Nonproductive consumers are defined as all retired people, all terminally ill, all unborn children — which through "prenatal diagnostic techniques" can be shown to have fatal metabolic disorders — and all who have been in accidents leaving them nonproductive consuming dependents.
Dr. Benjamin Rush was a Founding Father who signed the Declaration of Independence, served as Surgeon General in the Continental Army and attended the Continental Congress. He predicted:
Unless we put medical freedom into the Constitution, the time will come when medicine will organize into an undercover dictatorship to restrict the art of healing to one class of Men and deny equal privileges to others; the Constitution of the Republic should make a Special privilege for medical fre…
We are almost there now under Obamacare.
But just as the state can deny you certain procedures when it controls healthcare, it can also mandate them.
This week, results of an experiment conducted by scientists at the Johns Hopkins Center for Global Health and Security in Baltimore, Maryland, were released. Using computer models, researchers determined that a pandemic from an as-yet discovered flu-like virus could wipe out nearly 1 billion people if it started tomorrow. This is because, researchers said, the vaccine regime could not produce enough vaccines to stem the contagion.
The message behind this bit of Big Pharma propaganda was that more money needed to be spent to increase the capacity of the world health system to formulate, manufacture and distribute vaccines.

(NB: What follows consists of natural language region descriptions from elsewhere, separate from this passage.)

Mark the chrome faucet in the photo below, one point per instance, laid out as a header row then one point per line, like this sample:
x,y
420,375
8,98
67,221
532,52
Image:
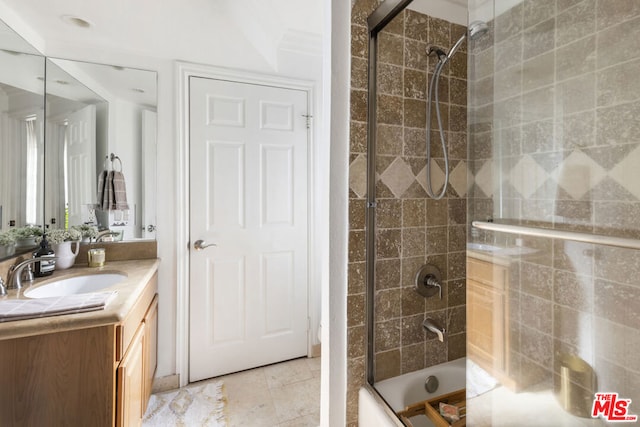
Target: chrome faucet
x,y
431,325
14,278
107,236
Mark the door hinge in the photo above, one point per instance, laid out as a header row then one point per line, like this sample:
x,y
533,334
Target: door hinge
x,y
308,117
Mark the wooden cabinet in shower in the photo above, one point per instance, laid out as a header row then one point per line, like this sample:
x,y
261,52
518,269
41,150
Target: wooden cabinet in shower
x,y
488,339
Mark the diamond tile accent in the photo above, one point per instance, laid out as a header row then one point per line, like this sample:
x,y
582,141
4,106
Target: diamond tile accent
x,y
458,179
484,178
398,177
437,177
578,174
527,176
358,175
627,172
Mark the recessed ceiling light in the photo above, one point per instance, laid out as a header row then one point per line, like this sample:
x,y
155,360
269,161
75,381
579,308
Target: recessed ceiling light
x,y
76,21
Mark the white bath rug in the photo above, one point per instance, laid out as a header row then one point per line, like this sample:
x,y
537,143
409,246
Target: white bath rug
x,y
194,405
478,380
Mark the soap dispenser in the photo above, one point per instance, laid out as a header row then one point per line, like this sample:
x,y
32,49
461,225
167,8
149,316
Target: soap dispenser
x,y
44,268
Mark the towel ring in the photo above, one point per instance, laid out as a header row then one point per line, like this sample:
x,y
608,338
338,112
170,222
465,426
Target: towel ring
x,y
113,158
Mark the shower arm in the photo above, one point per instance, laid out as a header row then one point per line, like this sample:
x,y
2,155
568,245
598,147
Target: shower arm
x,y
435,82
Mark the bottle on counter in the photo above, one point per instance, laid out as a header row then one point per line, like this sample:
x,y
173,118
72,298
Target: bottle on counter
x,y
44,268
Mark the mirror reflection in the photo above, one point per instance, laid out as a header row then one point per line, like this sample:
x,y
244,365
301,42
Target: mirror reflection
x,y
21,142
100,145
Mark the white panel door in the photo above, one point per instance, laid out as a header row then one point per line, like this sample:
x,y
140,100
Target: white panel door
x,y
248,187
81,163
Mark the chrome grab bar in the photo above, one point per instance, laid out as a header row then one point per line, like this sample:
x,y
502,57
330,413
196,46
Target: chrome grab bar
x,y
596,239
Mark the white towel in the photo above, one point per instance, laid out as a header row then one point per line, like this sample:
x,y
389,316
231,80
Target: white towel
x,y
20,309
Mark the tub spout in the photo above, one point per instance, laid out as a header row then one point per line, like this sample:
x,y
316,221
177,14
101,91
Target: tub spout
x,y
431,325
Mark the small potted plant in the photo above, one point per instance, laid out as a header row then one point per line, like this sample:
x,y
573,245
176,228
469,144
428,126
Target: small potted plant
x,y
60,240
7,244
26,236
87,231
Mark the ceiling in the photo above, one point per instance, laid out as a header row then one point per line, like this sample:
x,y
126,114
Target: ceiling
x,y
242,32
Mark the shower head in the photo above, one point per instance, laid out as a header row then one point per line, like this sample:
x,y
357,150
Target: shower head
x,y
477,29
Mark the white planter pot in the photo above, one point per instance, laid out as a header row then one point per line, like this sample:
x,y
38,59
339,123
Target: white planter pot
x,y
66,256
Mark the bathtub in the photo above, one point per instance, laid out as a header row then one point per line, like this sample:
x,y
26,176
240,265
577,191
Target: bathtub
x,y
405,390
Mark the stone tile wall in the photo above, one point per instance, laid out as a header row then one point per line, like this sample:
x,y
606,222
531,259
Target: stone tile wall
x,y
411,228
555,142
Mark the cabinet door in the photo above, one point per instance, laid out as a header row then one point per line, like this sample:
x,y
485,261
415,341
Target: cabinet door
x,y
131,383
485,330
150,350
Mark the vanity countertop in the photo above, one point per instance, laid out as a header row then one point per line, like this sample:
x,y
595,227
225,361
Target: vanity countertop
x,y
138,273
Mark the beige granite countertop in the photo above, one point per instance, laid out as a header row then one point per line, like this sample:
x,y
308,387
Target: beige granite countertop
x,y
138,273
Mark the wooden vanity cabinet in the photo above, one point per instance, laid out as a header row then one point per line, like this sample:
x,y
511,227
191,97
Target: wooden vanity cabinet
x,y
487,317
96,376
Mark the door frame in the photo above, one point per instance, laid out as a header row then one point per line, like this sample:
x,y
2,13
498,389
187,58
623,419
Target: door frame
x,y
184,71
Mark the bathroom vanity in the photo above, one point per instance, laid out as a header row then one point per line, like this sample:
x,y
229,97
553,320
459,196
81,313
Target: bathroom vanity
x,y
94,368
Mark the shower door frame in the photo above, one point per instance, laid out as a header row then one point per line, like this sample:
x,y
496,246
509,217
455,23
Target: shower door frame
x,y
378,19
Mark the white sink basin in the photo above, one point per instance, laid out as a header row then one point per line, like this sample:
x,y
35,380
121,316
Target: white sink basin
x,y
75,285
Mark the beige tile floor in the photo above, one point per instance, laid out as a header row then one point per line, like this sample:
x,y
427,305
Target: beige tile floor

There is already a move afoot for the federal government to mandate the vaccine schedule currently approved — and necessary for children to attend government schools and universities — for children. When government controls healthcare then vaccines will be required.
Population control lies at the heart of socialized medicine and forced vaccination is step one in population control. Vaccines introduce foreign agents into the body that gestate for years before their deleterious effects show up, separating cause and effect. The people are none the wiser. Abortion and euthanasia are step two, and they are needed to eliminate the nonproducers from society.

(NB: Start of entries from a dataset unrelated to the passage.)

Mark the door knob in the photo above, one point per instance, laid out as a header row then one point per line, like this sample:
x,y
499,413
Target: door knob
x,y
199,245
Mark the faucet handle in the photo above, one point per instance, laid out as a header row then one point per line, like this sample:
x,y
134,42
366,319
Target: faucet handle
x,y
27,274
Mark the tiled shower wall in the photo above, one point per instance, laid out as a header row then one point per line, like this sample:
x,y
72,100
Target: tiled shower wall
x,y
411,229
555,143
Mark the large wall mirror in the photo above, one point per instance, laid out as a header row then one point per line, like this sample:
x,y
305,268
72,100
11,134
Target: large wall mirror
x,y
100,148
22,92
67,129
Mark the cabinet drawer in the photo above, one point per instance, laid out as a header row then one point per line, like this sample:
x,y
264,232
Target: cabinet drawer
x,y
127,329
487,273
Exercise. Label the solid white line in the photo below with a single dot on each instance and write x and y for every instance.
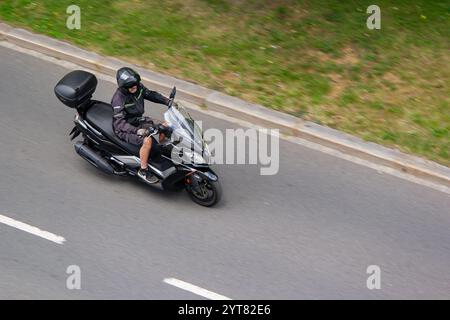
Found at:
(194, 289)
(30, 229)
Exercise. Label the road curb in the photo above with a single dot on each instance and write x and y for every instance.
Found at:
(234, 107)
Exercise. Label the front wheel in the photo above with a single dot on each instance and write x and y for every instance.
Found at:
(206, 194)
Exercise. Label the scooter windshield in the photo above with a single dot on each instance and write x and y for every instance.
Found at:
(186, 128)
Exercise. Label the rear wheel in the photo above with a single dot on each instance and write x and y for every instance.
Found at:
(207, 193)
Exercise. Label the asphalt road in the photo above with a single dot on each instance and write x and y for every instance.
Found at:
(308, 232)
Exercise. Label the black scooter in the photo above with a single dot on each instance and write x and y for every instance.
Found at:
(186, 166)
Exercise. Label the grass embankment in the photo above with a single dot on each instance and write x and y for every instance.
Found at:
(315, 59)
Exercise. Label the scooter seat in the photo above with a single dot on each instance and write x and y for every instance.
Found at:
(100, 116)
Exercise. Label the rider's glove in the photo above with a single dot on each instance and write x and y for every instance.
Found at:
(142, 132)
(145, 132)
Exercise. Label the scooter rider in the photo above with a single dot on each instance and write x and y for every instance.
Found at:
(129, 123)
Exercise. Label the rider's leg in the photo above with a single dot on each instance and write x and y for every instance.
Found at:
(144, 152)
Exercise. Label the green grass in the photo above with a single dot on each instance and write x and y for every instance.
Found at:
(314, 59)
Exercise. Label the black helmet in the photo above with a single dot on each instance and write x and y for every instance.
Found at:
(127, 78)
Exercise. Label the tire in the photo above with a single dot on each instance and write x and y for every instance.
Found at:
(214, 195)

People ask how such a thing can happen. It stems from a death cult that does not value life — or, at least, certain life. The elites believe all people are equal, but some are more equal than others.
Dying under the pretense of sickness care is more benevolent than dying by a firing squad. Sickness care under all pretenses is benevolent. It is not possible for many Americans to identify sickness care with death.
Firing squads and death chambers cost the system money. On the other hand, imagine how much the medical system stands to profit from "sickness care" in America.